2024-04-23 05:00:25
The writer has always had some difficulty with Latin American literature, apart from a few authors, such as Bolaño or Saer. However, it is undeniable that the narrative of that extraordinary continent has bewitched generations of readers, ever since the boom that writers like Marquez or, as in this case, Isabel Allende had.
Today I recommend a collection of Allende’s short stories, “Eva Luna narrates”, originally released in 1987 (in Italy in 1989) and then reprinted several times by Feltrinelli (with translation by Gianni Guadalupi).
Eva Luna is a character that Allende’s readers already knew when this collection came out, having been the protagonist of the novel of the same name published two years earlier. These stories of love, violence, travel, destiny, always seem pervaded by a vague “fantastic” aroma, even when they are completely realistic; it is, needless to say, the famous Latin American magical realism, but here very attenuated, so much so that for Allende there was often talk of “new realism”. Their origin is a narrative pretext: there are two lovers enveloped in the dim light of a room, on an unmade bed, he asks her, a new Sherazade, “tell me a story, a story that you have never told anyone”.
Eva Luna has 23 in store.

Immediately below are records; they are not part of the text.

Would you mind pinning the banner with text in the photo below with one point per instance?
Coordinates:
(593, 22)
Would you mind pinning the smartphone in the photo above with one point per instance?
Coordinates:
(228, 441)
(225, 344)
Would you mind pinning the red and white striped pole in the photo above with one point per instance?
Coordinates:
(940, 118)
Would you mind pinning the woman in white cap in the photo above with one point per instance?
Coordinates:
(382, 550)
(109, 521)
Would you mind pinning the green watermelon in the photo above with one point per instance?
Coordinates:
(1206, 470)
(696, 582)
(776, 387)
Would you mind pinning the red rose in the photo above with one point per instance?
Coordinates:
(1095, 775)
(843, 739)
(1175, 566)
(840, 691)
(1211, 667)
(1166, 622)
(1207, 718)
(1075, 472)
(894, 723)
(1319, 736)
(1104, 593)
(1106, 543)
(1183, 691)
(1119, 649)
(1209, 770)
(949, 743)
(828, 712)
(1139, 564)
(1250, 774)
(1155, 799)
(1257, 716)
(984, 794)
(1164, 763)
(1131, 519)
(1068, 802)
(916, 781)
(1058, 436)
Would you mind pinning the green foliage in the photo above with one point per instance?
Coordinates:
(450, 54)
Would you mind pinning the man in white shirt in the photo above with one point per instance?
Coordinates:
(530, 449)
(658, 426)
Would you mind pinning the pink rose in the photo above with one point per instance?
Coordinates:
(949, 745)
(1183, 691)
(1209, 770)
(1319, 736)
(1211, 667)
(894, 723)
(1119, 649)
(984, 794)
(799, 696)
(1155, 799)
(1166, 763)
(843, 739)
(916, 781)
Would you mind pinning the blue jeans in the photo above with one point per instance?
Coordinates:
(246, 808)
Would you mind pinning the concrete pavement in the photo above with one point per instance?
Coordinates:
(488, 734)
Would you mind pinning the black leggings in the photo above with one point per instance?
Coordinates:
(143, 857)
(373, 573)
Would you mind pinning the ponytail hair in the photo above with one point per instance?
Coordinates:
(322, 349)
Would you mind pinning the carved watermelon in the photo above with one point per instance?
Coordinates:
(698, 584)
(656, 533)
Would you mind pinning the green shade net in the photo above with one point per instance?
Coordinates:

That of Belisa Crepuscolario, for example, a seller of words in town squares, who ends up writing the speeches of the Colonel, the most feared of guerrillas, but tired of being feared and eager to be acclaimed. by the people as a politician.
Or Elena Mejìas, the “perverse” little girl destined to torment the thoughts of her mother’s lover for her entire life, but without her knowledge, and for an episode that she soon forgot.
And so on, and so on, as in a modern version of “The Arabian Nights”, where deep passions are intertwined with fatal actions, composing an almost mythopoetic tapestry. We are obviously talking about “popular” myths, of characters taken directly from everyday existence, from the cities, the streets, the countryside and the markets that make up the great mosaic of South America, but illuminated by events that are exceptional in their own way, each with a peculiar meaning.
Eva Luna’s stories remain in your head for a long time, even once the pages of the book are closed. Which is certainly one of the characteristics of this writer and journalist, granddaughter of Salvador Allende, born in Lima, Peru, but raised with her mother in Chile. She left the country in 1973, at the time of the coup by General Augusto Pinochet (in which President Allende, as is known, met his death), he wrote his most famous work in exile, “The House of the Spirits” which also became a film in 1993. Today he lives in California, and continues to write, including literature for childhood. In May 2007 Allende was awarded an honorary degree in modern Euro-American languages and literatures in Trento.